Matthew 9:9-13
The prophet Hosea is really giving the people ‘what for’ as he confronts them with their fickleness in their relationship with God. The fidelity of the tribe of Ephraim and Judah is like a morning cloud, like the dew on grass that goes away quickly. Hosea reminds them that God prefers their steadfast love over their sacrifices, sacrifices deaden by routine and lack of commitment.
Hosea encourages the people to ‘press on to know the Lord’. What he wants the people to do is to rediscover the God Who loves them and enables them to love others. His words are as true today as the day they were first spoken. Let us press on to know the Lord. Know the Lord through our reading of Scripture, know the Lord by finding a time in our busy day to be present to Him in prayer, know the Lord by being attentive to the different ways God works in our lives, intrudes into our lives by the different situations that may come our way in the course of a day. In one of the psalms we read, ‘if today you hear God’s voice harden not your hearts.’ If we are attuned to the presence of God in our lives, if we know that God enters our lives in every person we meet in the course of the day, if we are conscious of the fact that God is with us in all the events that make up our days, then we would appreciate the depth of the words, ‘press on to know the Lord.’

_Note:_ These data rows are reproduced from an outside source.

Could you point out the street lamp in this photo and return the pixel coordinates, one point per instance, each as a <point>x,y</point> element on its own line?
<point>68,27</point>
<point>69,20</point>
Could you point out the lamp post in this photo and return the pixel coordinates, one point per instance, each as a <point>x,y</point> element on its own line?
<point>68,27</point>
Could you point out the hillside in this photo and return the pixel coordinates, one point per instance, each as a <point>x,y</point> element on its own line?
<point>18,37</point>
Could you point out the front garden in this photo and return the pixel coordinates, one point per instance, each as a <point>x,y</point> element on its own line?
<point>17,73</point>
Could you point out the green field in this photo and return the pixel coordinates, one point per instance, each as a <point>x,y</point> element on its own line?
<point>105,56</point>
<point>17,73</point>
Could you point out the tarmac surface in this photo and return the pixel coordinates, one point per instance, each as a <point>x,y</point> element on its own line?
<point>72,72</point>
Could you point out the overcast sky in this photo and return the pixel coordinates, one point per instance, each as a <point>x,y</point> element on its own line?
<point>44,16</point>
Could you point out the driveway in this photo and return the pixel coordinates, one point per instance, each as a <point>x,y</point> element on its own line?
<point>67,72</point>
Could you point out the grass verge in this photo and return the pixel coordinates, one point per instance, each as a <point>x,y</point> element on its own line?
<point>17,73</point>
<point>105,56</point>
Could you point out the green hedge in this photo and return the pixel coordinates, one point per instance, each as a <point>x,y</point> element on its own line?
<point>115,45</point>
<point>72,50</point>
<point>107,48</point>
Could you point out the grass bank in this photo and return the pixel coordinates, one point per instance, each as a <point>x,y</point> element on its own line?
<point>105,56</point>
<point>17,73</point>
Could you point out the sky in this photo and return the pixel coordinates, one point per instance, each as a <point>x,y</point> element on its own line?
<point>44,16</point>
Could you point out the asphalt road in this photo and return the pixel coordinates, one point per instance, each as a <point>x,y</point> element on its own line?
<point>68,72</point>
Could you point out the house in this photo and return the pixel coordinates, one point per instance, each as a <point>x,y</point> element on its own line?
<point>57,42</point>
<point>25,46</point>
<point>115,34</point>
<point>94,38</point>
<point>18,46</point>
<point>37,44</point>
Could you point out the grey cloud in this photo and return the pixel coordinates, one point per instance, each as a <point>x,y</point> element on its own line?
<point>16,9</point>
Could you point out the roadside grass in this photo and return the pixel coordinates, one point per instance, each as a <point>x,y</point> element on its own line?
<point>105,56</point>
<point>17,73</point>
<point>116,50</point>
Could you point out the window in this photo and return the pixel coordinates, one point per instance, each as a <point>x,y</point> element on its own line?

Many of you remember Fr. Luigi. He worked for years with the Italian community and held our St. Gabriel’s Festa every August. He died four years ago on May 18th. I keep in touch with his sister Sue. She is the last of his family. I called her last Sunday to see how she’s doing and she was telling me about her husband who is 85. Sue is 81. Her husband has Alzheimer’s disease and requires constant care. Sue won’t even consider the possibility of putting him into a long care facility. She knows she is wearing herself out caring for him but she said, ‘when I think of how hard he worked caring for this family, 15- 16 hours a day in the bakery, I just can’t hand him over to someone else. We owe him so much.’ To my mind, the sensible, the rational, the pragmatic thing for Sue to do is to put him into a home. She’ll be dead before he dies if she carries on like this. What I got out of that phone conversation of Sunday was a lesson in selfless love and dedication. Sue lives the vows she took at her wedding 61 years ago, ‘for better, for worse, in sickness and in health til death.’ Other spouses in similar situations have made other decisions and they can’t be second guessed – but I was really daunted by Sue’s commitment to her husband. That conversation really made me question my own sense of generosity. If today you hear God’s voice.
In the gospel we hear of Jesus interrupting Matthew at his work collecting taxes. We have no idea whether or not they ever met before. Imagine this total stranger coming into Matthew’s life and saying ‘follow me’. Stranger yet is the fact that Matthew did just that. He left his tax booth and followed Jesus. Whatever happened between them certainly turned Matthew’s life around. To celebrate his transformation Matthew threw a party. He wanted to show off his new found friend, Jesus. Of course the only friends he had were tax collectors and sinners like himself.
When the Pharisees, who certainly weren’t invited and would never think of attending such a ‘do’ saw this, they could not understand how a holy rabbi could be seen with such a rabble. And we have their famous question, “why does your teacher, your rabbi, eat with tax collectors and sinners”? Its scandalous. He should be ashamed of himself.
Press on to know the Lord. The Pharisees learned nothing from the act of Jesus eating with these sinners. When you stop to think of it Jesus does this same thing at every Mass we celebrate. Here we are, sinners all. The first thing we do as we prepare to celebrate this Eucharist is to admit our failures to be grateful for the blessing that enrich our lives. But Jesus delights in our company, He is glad to be with us as our companion and our food. The sadness is, the Pharisees were so convinced of their own righteousness, their own closeness to God they couldn’t understand why Jesus would waste his time with the likes of Matthew and his friends. All the frustrated Jesus could say to them was ‘go and learn what this means,’ I desire mercy, not sacrifice.’ If they really understood their Scriptures they would have known this. Time and again God told the people their mercy and justice toward one another was far more important than all the temple sacrifices. In fact their temple sacrifices were useless without mercy and justice.
As we continue to celebrate this Mass having heard the word of God inviting us to ‘press on to know the Lord’ and understanding that God makes Himself and His will known to us in all the events of our lives, and that He delights in our company, we can pray for ourselves and for each other that we always ‘press on to know the Lord’ as Jesus makes His love, his mercy, his compassion and his healing known to us in the ordinary living of our ordinary lives.